You and Everything After
Page 6“Good thinking. It’s low-fat if you put it on the side,” the diva says. My ninja princess just stares at her, watching her pull out a mirror and check her lipstick; then she flips her gaze to me. This time, I don’t panic; instead, I just lift the right side of my lip in a tiny grin to let her know I’m with her—hell, I’m so with her. She shakes her head at me in disbelief, and then returns her gaze back to her friend.
“Putting the dressing in a different bowl doesn’t change its chemistry, Paige,” she says, and I smirk again.
“What’s so funny, dude?” Nate interrupts, but I shake my head and hold my hand up against the table.
“Hang on, I have to hear this out,” I whisper; he bunches his brow before turning to look at the two girls behind him who have me completely rapt.
“Then why the hell did you make me get it on the side, Cass?” she asks, and I commit that name to memory the second it leaves her lips.
“So you could use less,” Cass huffs back.
“That’s stupid,” Paige says.
“Yes, I see that now,” Cass says, stepping out from their booth to head to the restroom area. She gives me one last smile before she leaves, and I hold up my empty beer glass to toast her—the sexy ninja princess, with the patience of gold, and the next girl I want to get to know in Oklahoma.
Chapter 2
Cass
“Is it bad that I’m excited? I shouldn’t be so excited. I should play it cool. Right, cool…phew…deep breath, and ready. Okay, I’m being cool. How’s this?” Paige only rolls her eyes and picks up her stride. “What? Not cool? It’s the shoes, isn’t it? Or my shorts? I should have worn a dress, or something cuter. I’m so bad at this.”
“Jesus Christ, Cass! You look fine. You’re cute. Boys are going to think you’re cute. Just like they did back home. If you’re going to get like this every time we go to a party, I’m going to start going without you,” Paige fires back her short fuse with me, and my nerves kick in quickly.
“You’re right,” I say, blowing out a huge breath into the few strands of my hair that have found their way in front of my face. “I wish Rowe would have come with us.” Rowe’s our roommate. We have one of the big rooms at the end of the hall, which means there are three of us in a room, and Rowe seemed pretty cool. I liked her music, and she seemed like she was hungry for friends outside of her tiny circle—just like me.
“Ugh. I don’t. I don’t know about that chick. She’s…quiet,” my sister says, punctuating that last word like there’s something wrong with being quiet. I’m quiet. Or at least, I was. But I left that all behind in high school. Here, no one knew my history. No one knew about my bad choices for boyfriends—and the reputation that only took months to create and a thousand miles to run away from. Here, I was going to be loud, and confident, and important, and someone’s girlfriend. And I would settle for nothing less.
“You’re just being a bitch. She’s nice,” I say, feeling defensive of my barely eight-hour-old friend.
“Probably. But I still don’t like her,” Paige says, making those annoying last touches on her hair she always makes before she knows we’re about to enter a room full of strangers. I should probably do the same thing, tuck hair behind an ear, or make sure my lips are pink or shiny or kissable or, I don’t know. Paige did my makeup. That’s her thing—hair, fashion…exteriors. Me, I’m more of the crack-open-the-beer, chug-faster-than-the-guys, and then kick-their-asses-in-something kinda girl. I brush my fingers through my hair anyway though, because change is good.

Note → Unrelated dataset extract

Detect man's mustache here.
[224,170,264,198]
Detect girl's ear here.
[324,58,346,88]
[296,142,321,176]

The second we open the door, we’re weaving through a crowd of people. We’re at some old apartment complex, right off campus. One of the fraternities took it over for housing. The living room is filled with smoke, which makes everyone look just a little dirtier.
College parties aren’t like they seem in the movies. They’re not even close. There isn’t some band playing in a corner, or some DJ spinning records. It’s just an iPod plugged into a nice set of speakers, playing the same rap album over and over again. The girls here aren’t all wearing major label designer clothes. Most of the guys are wearing hats, and they sport newly minted beards that haven’t been groomed properly—and way too much cologne. It’s just an apartment overcrowded with people, most of whom are gathered around a Goodwill sofa in the living room or the giant table pushed against a wall in the dining area.
“I’ll get us beer,” I say to Paige, doing my best to push through the group of girls who are gathered around the kitchen island. My experience has me waiting for them to say something to me—or spill their drinks on me on purpose—but instead, I slip through unnoticed, their conversation continuing without pause as I move through them.